The E21a is difficult to get a good beam from a reflector, but can be fantastic with a pebbled TiR… Clemence has a board on his site…

Maybe a tracking light benefits from a diffused beam with no hotspot, for close range inspections …

Dr Jones had a novel idea in his rgbw FW, green & blue leds on and blink the red led at the same power level. I never tried blood tracking but it did work for anything red, made it flash at you.

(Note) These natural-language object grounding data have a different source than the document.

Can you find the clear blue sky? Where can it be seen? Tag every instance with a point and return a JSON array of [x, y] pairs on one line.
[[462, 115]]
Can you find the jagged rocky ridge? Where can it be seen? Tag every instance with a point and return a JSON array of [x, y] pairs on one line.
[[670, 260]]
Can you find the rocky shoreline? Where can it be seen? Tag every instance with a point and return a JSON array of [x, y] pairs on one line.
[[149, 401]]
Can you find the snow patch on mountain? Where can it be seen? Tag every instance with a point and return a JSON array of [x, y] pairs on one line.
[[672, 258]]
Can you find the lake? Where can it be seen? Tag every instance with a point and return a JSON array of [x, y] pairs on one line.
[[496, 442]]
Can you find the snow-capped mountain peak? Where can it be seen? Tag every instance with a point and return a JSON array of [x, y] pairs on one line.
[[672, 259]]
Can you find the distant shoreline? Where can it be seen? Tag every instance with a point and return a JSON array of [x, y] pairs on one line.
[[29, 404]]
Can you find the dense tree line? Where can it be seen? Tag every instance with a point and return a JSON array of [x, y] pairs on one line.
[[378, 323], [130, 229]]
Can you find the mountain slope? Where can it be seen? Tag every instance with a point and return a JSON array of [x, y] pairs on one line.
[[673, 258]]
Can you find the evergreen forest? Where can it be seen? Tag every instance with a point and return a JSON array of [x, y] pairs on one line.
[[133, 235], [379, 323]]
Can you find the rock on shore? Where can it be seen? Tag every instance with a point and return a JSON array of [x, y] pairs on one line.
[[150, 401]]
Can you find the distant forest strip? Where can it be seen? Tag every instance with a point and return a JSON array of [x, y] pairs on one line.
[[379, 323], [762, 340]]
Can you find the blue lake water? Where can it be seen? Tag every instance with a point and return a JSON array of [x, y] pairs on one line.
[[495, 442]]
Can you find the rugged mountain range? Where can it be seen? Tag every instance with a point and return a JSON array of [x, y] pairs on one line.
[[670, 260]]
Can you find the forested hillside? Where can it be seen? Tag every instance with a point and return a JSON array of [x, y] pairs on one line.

Do the goggles need to be yellow or is orange going to work? If they do need to be yellow would a set of just yellow colored galsses like this protect my eyes from the 415nm wavelength? Or do they have to be special a type?

Matt (and others) check this out…

This is essentially what we used at the PD.

Any polycarb naturally blocks the harmful UV spectrum. Tinted glasses are to increase the contrast of fluorescing objects vs the visible UV from the light.

Polycarb on its own seems to block lower wavelengths like 365nm quite well, but I have noticed with 395nm when I cover the sensor on my light meter with clear glasses about 30% or so still passes through. Using my orange glasses it drops to almost flat zero. I’ve seen many colors of glasses so I was not sure if they were wavelength specific. I will go ahead and order the yellow just in case there is a difference in the contrast.